The rise of subtitles can be traced directly to the rise of Hollywood’s obsession with turning every movie into a potential franchise (or universe of franchises), and to the unprecedented success of the Harry Potter series, where each movie had its own unique (albeit colon-less) subtitle: Harry Potter And The Chamber Of Secrets, Harry Potter And The Order Of The Phoenix, Harry Potter And The Merchandising-Friendly Quidditch Tournament, and so on. In that case, and in the best-selling book series adaptations that followed like Twilight, the colon ensured continuity between entries.
Ideally, a numeric title indicates a sequel while a colon in a title indicates the latest chapter of a larger story that was planned all along. So The Hunger Games: Catching Fire isn’t the sequel to the first Hunger Games, it’s the continuation of the first Hunger Games. At least that’s how it should work in theory. In practice, Hollywood has long since abandoned only using colons for movies that are truly chapters in a larger story and started attaching them to sequels to make them seem like chapters in a larger story. But anyone who believes Big Mommas: Like Father, Like Son was all part of an elaborate, multi-tiered Big Momma’s House saga is kidding themselves (and also expending a lot of mental effort on a Martin Lawrence sequel).
Numbers are cleaner, simpler, and easier to understand. In 50 years, these titles are going to be utterly baffling to people. “X-Men: The Last Stand, that must be the last movie right?” “Nope, they made three more after that one.” Numbers make it clear that a sequel is a sequel, and tells you exactly which sequel in the series it is—which could be why Hollywood doesn’t like them anymore. It produces so many sequels these days it’s almost embarrassing. The subtitles fudge the awful truth a little bit.

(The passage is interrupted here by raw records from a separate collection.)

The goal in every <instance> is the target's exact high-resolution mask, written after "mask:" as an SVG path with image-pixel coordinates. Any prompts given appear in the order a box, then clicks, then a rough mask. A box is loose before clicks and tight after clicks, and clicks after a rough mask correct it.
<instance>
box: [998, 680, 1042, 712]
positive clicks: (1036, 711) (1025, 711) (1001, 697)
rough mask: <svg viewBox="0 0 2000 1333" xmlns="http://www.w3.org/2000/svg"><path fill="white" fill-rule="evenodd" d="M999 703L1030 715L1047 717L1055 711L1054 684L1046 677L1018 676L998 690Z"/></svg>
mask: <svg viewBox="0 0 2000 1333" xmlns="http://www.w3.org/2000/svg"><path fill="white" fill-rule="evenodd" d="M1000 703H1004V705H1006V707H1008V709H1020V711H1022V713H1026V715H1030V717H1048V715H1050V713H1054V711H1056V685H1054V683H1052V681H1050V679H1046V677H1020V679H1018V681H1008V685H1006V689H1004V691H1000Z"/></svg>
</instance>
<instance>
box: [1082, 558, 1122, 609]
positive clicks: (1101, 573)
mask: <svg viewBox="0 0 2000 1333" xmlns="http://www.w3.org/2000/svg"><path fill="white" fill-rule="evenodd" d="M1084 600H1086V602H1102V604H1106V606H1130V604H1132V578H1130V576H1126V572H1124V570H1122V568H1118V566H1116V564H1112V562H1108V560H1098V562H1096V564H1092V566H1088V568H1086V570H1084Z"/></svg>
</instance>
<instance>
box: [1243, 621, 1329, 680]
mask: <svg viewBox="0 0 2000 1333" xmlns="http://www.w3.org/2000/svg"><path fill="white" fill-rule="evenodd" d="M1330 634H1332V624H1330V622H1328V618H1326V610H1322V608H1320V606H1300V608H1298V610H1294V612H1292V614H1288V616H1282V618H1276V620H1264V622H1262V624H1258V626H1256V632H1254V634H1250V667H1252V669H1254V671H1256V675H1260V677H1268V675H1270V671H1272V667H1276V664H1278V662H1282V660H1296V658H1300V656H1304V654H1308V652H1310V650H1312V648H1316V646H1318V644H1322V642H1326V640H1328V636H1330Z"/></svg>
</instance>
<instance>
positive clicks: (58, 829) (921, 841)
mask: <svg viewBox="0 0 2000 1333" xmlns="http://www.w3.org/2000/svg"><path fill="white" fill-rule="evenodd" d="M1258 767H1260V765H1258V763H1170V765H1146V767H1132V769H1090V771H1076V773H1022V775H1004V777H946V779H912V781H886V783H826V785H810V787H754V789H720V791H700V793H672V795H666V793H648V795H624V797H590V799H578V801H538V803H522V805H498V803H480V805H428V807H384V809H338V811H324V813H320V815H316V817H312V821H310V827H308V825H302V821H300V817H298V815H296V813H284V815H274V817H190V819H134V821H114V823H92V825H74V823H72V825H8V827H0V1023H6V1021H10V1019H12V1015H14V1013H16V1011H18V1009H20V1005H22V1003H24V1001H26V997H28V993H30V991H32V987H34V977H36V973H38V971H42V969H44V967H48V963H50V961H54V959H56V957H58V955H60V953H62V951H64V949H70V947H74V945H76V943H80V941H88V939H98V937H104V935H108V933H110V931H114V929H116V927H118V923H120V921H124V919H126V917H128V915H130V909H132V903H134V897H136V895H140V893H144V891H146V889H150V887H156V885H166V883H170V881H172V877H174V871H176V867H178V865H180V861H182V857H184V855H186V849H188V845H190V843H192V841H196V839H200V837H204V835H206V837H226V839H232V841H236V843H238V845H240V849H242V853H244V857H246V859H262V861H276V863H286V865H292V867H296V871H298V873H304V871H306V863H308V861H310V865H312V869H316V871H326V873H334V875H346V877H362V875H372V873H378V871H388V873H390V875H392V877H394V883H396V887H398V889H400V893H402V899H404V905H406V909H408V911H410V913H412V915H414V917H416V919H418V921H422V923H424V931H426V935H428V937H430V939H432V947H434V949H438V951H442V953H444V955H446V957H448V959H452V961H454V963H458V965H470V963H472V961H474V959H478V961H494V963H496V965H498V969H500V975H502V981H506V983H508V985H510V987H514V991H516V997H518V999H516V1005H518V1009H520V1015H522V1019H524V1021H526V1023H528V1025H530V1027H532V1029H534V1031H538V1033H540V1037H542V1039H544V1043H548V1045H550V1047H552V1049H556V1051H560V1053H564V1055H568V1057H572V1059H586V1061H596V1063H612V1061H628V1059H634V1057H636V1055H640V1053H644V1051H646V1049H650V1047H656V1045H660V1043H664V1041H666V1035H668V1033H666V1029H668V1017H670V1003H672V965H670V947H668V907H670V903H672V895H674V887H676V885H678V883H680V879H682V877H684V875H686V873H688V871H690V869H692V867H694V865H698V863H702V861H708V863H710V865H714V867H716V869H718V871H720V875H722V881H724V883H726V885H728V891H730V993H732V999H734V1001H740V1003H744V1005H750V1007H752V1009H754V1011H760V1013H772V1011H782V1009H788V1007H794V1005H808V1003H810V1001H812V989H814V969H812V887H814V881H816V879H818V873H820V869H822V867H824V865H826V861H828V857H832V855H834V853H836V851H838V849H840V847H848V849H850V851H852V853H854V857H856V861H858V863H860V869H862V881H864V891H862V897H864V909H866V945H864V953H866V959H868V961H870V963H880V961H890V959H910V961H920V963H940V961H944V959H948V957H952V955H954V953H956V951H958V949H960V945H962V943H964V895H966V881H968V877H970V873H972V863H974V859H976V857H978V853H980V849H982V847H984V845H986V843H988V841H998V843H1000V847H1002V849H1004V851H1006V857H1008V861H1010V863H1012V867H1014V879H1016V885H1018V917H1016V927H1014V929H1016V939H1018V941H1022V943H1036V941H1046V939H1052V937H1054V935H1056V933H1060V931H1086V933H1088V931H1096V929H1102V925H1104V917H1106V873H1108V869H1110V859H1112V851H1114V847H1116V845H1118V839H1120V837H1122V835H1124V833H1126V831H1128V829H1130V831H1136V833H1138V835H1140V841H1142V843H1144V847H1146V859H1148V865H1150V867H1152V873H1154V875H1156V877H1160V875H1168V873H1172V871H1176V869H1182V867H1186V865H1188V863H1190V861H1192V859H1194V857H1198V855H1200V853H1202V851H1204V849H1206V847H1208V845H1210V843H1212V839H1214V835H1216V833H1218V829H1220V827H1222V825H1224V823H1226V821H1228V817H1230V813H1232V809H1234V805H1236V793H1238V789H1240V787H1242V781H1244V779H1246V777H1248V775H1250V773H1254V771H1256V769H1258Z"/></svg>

Because the studios are so driven by universes and franchises, this problem is going to get worse before it gets better. A quick glance at the 2014 release calendar promises Paranormal Activity: The Marked Ones, Jack Ryan: Shadow Recruit, 300: Rise Of An Empire, Planes: Fire & Rescue, Transformers: Age Of Extinction and more. It’s a bit early to call now, but it looks like the worst movie trend of 2013 could also be the worst movie trend of 2014. If that happens, look for a redux of this column on The Dissolve next December, published under the headline “The worst trend of the year: Movie titles’ journey into darkness—ghost protocol.”